Les chaînes qui font référence

Depuis quelques années, on trouve du contenu zététique sur les réseaux sociaux, notamment sur Youtube. Parmi les plus regardées, on trouve la chaîne “Hygiène mentale” qui comptabilise près de 350 000 abonnés. C’est sur cette chaîne que le vidéaste Christophe Michel, membre de l’Observatoire zététique (association basée à Grenoble), partage des outils d’autodéfense intellectuelle, le plus souvent sous forme d’animations commentées par sa voix off.

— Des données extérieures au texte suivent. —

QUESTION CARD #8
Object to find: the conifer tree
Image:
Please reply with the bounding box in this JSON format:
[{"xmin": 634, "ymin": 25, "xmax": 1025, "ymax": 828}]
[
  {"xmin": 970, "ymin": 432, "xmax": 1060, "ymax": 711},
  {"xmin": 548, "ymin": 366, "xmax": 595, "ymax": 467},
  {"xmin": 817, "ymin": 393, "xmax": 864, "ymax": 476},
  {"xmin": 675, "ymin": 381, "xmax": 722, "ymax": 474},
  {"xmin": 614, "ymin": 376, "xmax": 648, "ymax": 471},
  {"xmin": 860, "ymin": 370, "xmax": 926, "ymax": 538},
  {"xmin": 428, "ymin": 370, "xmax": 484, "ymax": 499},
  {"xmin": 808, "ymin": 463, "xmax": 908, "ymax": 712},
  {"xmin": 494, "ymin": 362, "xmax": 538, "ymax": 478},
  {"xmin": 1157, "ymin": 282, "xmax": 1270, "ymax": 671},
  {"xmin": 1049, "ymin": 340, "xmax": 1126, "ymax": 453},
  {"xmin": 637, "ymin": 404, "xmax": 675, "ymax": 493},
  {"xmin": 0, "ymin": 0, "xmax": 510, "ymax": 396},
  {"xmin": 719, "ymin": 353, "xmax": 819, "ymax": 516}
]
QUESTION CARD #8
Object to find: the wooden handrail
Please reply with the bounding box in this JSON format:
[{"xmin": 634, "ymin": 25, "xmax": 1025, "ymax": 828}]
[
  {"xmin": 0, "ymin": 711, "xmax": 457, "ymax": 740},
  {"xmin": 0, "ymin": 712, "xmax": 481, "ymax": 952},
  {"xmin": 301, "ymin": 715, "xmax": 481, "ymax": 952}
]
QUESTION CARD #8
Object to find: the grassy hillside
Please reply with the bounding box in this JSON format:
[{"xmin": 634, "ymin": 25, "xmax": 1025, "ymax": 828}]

La chaîne “La tronche en biais” [ndlr : basée à Nancy] contribue également à la diffusion d’outils de zététique, dans des vidéos plus mises en scène. On y trouve des interviews, des vidéos de vulgarisation, des vlogs et depuis peu les émissions de La tronche en biais sous forme de podcasts.

Il existe également beaucoup de créateurs qui proposent des outils de pensée critique mais qui ne se revendiquent pas zététiciens comme “Defakator”, “Aude WTFake”ou “Cyrus North”. Un grand nombre de sujets et de formats s’offrent à nous, et les réseaux sociaux peuvent être un excellent moyen de diffuser du savoir. Cependant, comme toute diffusion d’un savoir via les réseaux sociaux, la zététique ne fait pas exception et connaît quelques électrons libres dont le discours n’est pas toujours représentatif du mouvement global.

« Le cerveau est une machine à se tromper »

Pour Richard Monvoisin, l’humilité doit être au cœur de la démarche zététique. Il dispense l’un des seuls cours en France de “zététique & autodéfense intellectuelle” à l’Université Grenoble Alpes. Il pratique la zététique depuis 25 ans et l’enseigne depuis près de 15 ans. Il met l’accent sur la rigueur et l’honnêteté intellectuelle que requiert la démarche zététique :

« L’esprit critique ne doit pas s’arrêter à notre confort. Il n’y a pas de raison de s’attaquer aux croyances des autres et d’épargner nos propres croyances. » — Richard Monvoisin.

Son discours sur la démarche critique ne laisse pas de place à l’arrogance ni au mépris. Au contraire, la démarche se veut libératrice et accessible à tous. C’est d’ailleurs ce qu’il tient à transmettre à ses étudiants : « Je commence toujours mon cours en rappelant patiemment aux étudiants qu’avant d’apprendre la démarche critique, je suis moi-même tombé dans toutes sortes de croyances improbables parmi lesquelles j’ai essayé d’hypnotiser mon chat. » Ce premier pilier peut sembler être une plaisanterie mais il est primordial pour le cours, il déconstruit quelque part le rapport d’autorité entre le professeur et l’étudiant et pose le postulat que nulle croyance ne mérite d’être méprisée. En montrant des illusions d’optiques ou des biais cognitifs, comme l’effet Barnum (dont nous parlions plus tôt), il montre aux étudiants que notre cerveau n’est pas fiable : « Le cerveau est une machine à se tromper. Ce n’est ni de leur faute ni de la mienne, mais l’important c’est d’être conscient de ce que cela implique. » Enfin, il introduit des notions d’épistémologie, à savoir l’étude de la constitution des connaissances en utilisant différents outils, tels que la charge de la preuve, le rasoir d’Occam ou encore le critère de Popper. Autant d’outils qui structurent le savoir.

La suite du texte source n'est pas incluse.